Alena Warren of the Strafford County Conservation District and Conservancy Stewardship Ecologist Joanne Glode get ready to plant willow stakes at the Lamprey River Preserve.
Lamprey River Tree Planting: Alena Warren of the Strafford County Conservation District and Conservancy Stewardship Ecologist Joanne Glode get ready to plant willow stakes at the Lamprey River Preserve. © Megan Latour/The Nature Conservancy

Places We Protect

Lamprey River Preserve

New Hampshire

With alternating stretches of whitewater and quiet water, the Lamprey River has been loved by Seacoast paddlers and fishing enthusiasts for generations.

The Lamprey River is one of only two New Hampshire rivers designated as a National Wild and Scenic River. Its alternating stretches of whitewater and quiet water have been loved by Seacoast paddlers and fishing enthusiasts for generations. The Lamprey is a major tributary of the Great Bay Estuary and its river corridor and uplands provide important habitat for plants and animals.

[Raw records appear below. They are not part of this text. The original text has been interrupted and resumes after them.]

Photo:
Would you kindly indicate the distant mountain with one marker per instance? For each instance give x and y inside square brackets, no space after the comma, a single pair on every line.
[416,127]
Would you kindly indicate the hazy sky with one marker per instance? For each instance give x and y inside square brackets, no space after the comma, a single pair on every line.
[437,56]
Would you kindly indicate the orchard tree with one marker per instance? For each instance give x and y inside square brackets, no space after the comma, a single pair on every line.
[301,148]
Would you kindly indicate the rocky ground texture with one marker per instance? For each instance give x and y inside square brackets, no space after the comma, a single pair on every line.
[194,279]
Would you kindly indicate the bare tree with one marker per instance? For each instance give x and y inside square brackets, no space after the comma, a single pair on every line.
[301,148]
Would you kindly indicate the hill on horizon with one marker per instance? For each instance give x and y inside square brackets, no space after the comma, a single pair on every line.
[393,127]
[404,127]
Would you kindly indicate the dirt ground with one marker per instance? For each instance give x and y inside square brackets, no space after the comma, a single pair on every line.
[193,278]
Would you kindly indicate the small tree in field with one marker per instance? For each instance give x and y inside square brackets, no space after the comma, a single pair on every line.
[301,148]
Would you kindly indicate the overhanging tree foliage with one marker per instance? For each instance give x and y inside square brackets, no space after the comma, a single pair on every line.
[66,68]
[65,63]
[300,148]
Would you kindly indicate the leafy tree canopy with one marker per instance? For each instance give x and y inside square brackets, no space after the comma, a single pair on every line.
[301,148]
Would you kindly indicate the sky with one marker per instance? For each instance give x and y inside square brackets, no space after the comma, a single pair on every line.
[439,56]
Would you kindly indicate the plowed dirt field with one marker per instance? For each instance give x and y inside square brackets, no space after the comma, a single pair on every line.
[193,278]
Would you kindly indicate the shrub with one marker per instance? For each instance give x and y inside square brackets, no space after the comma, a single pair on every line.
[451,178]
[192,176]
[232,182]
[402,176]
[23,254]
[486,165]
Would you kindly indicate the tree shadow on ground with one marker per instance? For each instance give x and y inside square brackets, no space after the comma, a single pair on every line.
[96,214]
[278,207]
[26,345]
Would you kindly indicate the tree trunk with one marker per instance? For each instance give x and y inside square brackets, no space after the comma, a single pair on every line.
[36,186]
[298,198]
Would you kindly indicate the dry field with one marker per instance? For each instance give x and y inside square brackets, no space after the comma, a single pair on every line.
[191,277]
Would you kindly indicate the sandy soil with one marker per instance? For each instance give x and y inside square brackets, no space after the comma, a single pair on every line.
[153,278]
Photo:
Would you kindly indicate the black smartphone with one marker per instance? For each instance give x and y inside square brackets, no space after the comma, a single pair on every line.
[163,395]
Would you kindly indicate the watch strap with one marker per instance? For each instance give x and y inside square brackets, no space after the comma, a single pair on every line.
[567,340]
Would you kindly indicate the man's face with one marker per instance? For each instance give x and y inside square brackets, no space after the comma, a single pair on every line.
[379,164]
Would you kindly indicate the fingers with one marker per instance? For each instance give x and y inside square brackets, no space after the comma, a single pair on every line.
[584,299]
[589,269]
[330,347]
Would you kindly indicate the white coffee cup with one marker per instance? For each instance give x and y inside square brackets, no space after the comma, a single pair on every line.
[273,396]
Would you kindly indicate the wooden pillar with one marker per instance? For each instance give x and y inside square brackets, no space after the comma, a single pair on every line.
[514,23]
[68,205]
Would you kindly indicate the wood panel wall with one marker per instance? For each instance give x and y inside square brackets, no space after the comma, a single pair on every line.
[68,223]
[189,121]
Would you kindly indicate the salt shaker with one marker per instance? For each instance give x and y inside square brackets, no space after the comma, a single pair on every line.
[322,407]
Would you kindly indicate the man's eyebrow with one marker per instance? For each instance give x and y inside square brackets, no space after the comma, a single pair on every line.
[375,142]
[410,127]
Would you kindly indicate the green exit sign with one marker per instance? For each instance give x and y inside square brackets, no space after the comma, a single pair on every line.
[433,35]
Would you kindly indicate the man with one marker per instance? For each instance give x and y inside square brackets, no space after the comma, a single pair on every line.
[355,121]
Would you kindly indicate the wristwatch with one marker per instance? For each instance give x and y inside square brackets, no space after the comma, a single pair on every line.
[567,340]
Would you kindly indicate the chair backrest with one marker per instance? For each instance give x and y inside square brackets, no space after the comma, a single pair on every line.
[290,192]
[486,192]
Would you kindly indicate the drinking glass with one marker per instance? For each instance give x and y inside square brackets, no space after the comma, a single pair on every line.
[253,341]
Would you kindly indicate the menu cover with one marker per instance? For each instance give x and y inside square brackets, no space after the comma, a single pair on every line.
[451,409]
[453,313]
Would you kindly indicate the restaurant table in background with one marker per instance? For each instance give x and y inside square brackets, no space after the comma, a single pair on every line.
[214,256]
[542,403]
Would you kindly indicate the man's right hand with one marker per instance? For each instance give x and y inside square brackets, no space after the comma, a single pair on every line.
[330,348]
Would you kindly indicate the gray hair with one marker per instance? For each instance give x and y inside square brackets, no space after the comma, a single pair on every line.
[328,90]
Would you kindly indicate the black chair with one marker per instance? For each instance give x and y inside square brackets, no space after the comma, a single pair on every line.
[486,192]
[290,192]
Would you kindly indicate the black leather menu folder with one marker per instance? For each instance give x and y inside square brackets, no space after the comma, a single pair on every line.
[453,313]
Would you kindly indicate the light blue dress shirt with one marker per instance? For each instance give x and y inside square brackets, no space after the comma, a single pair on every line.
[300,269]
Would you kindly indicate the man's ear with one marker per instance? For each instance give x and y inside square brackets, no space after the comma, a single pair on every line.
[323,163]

The 232-acre tract comprising the Lamprey River Preserve in Durham is one of the largest undeveloped tracts of land along the river and includes more than two miles of meandering frontage on the main stem. The preserve contains floodplain forests, vernal pools, forested wetlands, and open fields, which support a diversity of wildlife including waterfowl, turtles, amphibians, and foxes. Forty acres of grassland and former agricultural fields are actively managed to provide breeding habitat for bobolinks, Eastern meadowlarks, savannah and other field sparrows.

 

Nearly all of what is now under Conservancy ownership had been purchased for sand and gravel extraction and was later approved to be developed as an 18-hole golf course by the town planning board. Remarkably, neither of these plans was executed and the Conservancy was able to acquire 224 acres as part of the conservation efforts of the Great Bay Resource Protection Partnership. In 2005, the preserve was expanded through the purchase of an adjacent eight acres.

There are no formal trails on the preserve, but there is an unmaintained farm road that leads from the parking area on Packers Falls Road to the Lamprey River. The farm road passes through a large open field where visitors can enjoy watching for bobolinks and other grassland birds. The best way to enjoy the shoreline is by canoe or other non-motorized boat, which can be launched at one of several town-maintained boat launches on the Lamprey River. Due to nesting grassland birds, we encourage visitors not to walk through the fields during spring and summer.

Activities at Lamprey River Preserve:

Paddling
Hiking
Birdwatching
Cross-Country-Skiing
Snowshoeing
Wildlife Viewing

Please Enjoy the Preserve Responsibly:

• Leave No Trace—please keep the preserve clean by carrying out your trash (and any that you find).

• No camping or open fires allowed.

• Foot traffic only; horses, bikes and motorized vehicles are prohibited.

• Pets are not permitted; help us protect wildlife on the preserve and be respectful of other hikers by leaving your pets at home.

• Respect the natural world around you! Do not remove or destroy plants, wildlife, minerals or cultural items.

• To protect grassland nesting birds, please refrain from walking through the fields in spring and summer.